The shaykh kept up his visits. Once every week or two, he’d turn up with his cane and they’d repeat the ritual. This went on for three months till one day she told Mom that she’d been to the gynaecologist, who’d given her the joyful news that she was pregnant. After that, her husband announced that she was cured, and the shaykh, his assistant, and the cane stopped coming to visit.
– 8 –
At some point after that I graduated and got a job in Cairo. I made the trip home less often. My dad retired, though he was appointed to some kind of position within the municipality, the nature of which was hazy to me.
The last time I visited my sister, she opened the door wearing a niqab, only lifting it away from her face once I was inside. She thought it was the “delivery guy” at the door, apparently. She had three kids now, and they were racing around the house while she tried to get them under control and into bed because it was a school night.
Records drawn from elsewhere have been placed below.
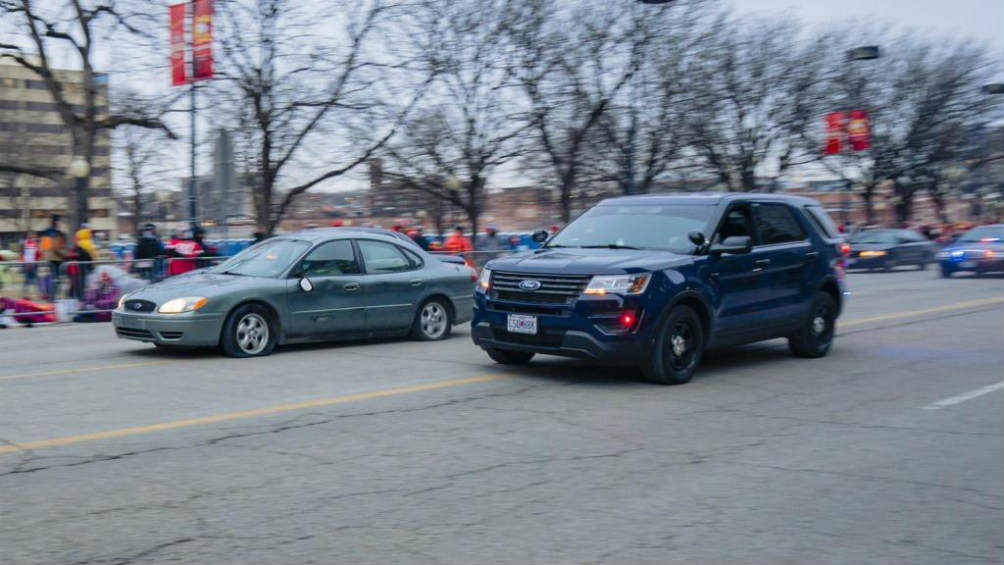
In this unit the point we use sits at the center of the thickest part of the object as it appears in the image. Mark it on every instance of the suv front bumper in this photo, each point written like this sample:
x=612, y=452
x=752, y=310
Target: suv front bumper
x=571, y=333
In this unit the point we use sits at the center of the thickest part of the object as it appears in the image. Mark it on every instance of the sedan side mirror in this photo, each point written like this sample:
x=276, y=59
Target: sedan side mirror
x=734, y=245
x=306, y=285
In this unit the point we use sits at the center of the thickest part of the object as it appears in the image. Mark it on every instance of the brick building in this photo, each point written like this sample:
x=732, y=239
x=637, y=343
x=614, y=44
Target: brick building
x=32, y=133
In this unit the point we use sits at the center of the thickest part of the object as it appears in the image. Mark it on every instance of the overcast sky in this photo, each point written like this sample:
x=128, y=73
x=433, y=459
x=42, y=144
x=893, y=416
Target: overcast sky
x=977, y=19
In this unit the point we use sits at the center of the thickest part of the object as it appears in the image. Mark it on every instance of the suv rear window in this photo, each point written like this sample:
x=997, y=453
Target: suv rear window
x=778, y=224
x=822, y=221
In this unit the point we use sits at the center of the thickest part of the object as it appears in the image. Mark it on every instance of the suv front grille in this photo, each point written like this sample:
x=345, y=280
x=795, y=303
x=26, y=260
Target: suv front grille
x=554, y=289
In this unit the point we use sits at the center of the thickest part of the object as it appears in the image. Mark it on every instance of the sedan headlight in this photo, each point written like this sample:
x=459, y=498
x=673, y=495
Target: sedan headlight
x=618, y=284
x=181, y=305
x=484, y=281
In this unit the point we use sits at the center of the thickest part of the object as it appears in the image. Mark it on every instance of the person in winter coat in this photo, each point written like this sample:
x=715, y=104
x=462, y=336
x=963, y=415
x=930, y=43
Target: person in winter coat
x=148, y=250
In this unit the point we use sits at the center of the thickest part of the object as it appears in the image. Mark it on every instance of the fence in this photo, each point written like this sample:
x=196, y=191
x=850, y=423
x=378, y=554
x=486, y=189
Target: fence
x=80, y=290
x=89, y=290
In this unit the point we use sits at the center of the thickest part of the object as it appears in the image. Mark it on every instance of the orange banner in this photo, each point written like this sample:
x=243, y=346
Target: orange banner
x=177, y=34
x=202, y=40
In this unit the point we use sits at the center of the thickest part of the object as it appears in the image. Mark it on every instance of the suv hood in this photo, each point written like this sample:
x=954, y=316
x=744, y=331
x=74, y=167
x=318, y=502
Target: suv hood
x=577, y=261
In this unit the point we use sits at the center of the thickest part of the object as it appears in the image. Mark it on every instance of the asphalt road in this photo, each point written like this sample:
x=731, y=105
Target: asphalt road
x=891, y=450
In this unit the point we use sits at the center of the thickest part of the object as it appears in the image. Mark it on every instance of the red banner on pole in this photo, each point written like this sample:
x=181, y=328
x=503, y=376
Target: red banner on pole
x=834, y=132
x=202, y=39
x=177, y=34
x=858, y=131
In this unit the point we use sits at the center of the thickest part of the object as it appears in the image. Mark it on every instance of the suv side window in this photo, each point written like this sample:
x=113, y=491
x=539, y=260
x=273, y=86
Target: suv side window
x=738, y=221
x=331, y=259
x=383, y=257
x=778, y=224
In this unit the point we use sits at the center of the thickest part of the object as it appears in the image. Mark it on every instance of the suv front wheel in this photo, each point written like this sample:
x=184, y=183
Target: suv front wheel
x=678, y=348
x=815, y=336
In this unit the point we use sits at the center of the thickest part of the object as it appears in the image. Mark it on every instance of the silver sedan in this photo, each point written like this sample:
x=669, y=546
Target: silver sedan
x=310, y=285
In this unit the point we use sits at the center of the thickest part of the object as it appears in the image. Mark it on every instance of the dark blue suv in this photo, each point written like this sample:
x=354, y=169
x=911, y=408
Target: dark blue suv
x=656, y=280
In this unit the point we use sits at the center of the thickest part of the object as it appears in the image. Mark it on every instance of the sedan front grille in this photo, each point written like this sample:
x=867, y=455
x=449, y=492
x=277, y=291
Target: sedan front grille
x=139, y=306
x=134, y=333
x=551, y=289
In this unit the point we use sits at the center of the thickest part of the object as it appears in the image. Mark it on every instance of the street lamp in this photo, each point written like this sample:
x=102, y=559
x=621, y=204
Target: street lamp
x=79, y=171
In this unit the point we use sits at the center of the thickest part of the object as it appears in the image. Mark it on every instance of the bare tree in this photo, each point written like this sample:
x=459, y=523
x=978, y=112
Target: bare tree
x=923, y=96
x=470, y=124
x=78, y=27
x=303, y=98
x=755, y=95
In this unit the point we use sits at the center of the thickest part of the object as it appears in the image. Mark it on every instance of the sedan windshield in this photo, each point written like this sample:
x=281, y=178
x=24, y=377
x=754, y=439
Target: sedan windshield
x=638, y=227
x=987, y=234
x=267, y=259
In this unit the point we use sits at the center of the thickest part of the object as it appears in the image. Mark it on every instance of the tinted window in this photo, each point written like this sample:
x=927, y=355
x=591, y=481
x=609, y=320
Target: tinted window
x=736, y=223
x=267, y=259
x=383, y=257
x=986, y=233
x=331, y=259
x=778, y=224
x=822, y=221
x=646, y=227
The TV was still covered with a cloth, and the radio was permanently tuned to the Qur’an channel.
I said goodnight to the kids, then chatted with my sister for a while. I suggested we eat dinner since her husband was going to be home late, well after midnight. I asked if she could make us a pastrami omelet, but to my amazement, she said she didn’t buy pastrami any more because they put dead mice in it. She offered to make a cheese omelet and some home fries instead. Then she grinned. “Or maybe we should skip the fries,” she said, “because of that belly of yours.”
She gave me a playful punch in the stomach. “Don’t you want to get a gastric band?”
She got up to fix the food, and I stayed where I was. I didn’t know what to do without a TV, so I put my feet up on the couch and stretched out. That was when I saw it, wedged between the back of the couch and the wall: a thin cane, the shaykh’s cane.